C’é un solo campo da queste parti, a Choucha, nel governatorato di Medenine, ma é stato chiuso dall’UNHCR nonostante ancora ospiti decine di Persone fuggite dalla Libia al tempo della guerra contro Gheddafi.
Quindi, nessun riparo “autorizzato” e che comunque non sarebbe d’aiuto perché, come ho detto, i Migranti non entrerebbero di loro spontanea volontà.
Il problema é sempre lo stesso : COSA FARE.
E la risposta, purtroppo, sempre la stessa, NIENTE.
Si può solo fornire acqua, un po’ di cibo, curare le ferite ai piedi sanguinanti, latte per i bambini, qualche coperta per la notte quando la temperatura s’abbassa e tira un vento “freddo” dal deserto.
Niente altro.
Un senso d’impotenza che ci avvolge e dal quale non riusciamo ad uscirne.
Abbiamo chiesto aiuto, raccontando alle poche “autorità” disposte ad ascoltarci, delle enormi difficoltà incontrate……
“Eh oui c’est un probléme” …….
e ci hanno messo alla porta.
Grazie, che era un problema lo sapevamo da soli.
Che in Tunisia ci sia da mesi la “crisi del pane” già lo sapete.
Non ne abbiamo da dare ai Migranti e non possiamo ovviamente dar loro pasta o riso.
Come e dove la cuociono?
Cercheremo d’attrezzare delle cucine da campo, qualche tenda per dare assistenza sanitaria ai casi più gravi, ma sinceramente,
in queste condizioni come possiamo renderci utili ?
Per assurdo ci auguriamo che possano raggiungere quanto prima la costa, salire su di una barca e partire.
Non sarà la fine del loro calvario, ma del nostro certamente si.

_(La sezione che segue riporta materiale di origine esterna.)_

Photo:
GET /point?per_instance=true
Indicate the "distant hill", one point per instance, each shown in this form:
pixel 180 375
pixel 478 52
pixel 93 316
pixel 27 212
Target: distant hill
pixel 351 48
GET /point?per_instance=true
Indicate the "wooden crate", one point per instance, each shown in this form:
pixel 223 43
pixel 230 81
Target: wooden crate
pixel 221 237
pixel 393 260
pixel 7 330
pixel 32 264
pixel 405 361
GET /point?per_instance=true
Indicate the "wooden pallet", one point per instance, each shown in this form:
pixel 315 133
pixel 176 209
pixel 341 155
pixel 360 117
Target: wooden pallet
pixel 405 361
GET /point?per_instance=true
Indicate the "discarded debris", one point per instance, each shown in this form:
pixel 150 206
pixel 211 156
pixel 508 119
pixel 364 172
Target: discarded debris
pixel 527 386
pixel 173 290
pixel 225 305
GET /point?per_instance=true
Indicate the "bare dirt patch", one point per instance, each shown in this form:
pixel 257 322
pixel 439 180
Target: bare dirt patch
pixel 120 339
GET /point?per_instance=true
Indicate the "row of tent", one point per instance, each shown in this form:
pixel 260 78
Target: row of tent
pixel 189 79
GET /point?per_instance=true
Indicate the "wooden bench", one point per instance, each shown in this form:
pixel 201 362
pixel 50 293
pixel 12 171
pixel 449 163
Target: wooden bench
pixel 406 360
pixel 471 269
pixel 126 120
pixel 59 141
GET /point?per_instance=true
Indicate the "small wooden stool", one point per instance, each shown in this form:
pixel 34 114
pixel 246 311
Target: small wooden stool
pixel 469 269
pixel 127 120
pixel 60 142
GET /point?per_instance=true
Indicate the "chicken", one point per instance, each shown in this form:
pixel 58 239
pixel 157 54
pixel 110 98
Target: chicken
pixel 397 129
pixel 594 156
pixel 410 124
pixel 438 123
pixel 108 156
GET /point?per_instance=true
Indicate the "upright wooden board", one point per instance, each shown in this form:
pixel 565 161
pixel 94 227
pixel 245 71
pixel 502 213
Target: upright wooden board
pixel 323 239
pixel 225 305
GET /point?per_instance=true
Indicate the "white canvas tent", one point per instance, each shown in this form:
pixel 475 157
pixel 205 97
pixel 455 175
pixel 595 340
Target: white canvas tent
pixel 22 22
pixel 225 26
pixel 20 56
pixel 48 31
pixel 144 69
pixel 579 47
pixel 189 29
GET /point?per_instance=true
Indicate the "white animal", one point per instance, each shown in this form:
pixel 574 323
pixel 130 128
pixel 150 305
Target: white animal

Non vedremo più gente stremata, arrancare, appoggiarsi l’un l’altro per sorreggersi e continuare a camminare.
Non vedremo più bambini piangere ininterrottamente per la fame o la sete, donne allo stremo, trascinare sacchi con le poche cose che son riuscite a salvare dalla vita di ieri.
E soprattutto non guarderemo più negli occhi questi uomini che con lo sguardo ci domandano “PERCHE’ “.la vita ha riservato loro questo drammatico destino.
Chi ha la risposta si faccia avanti.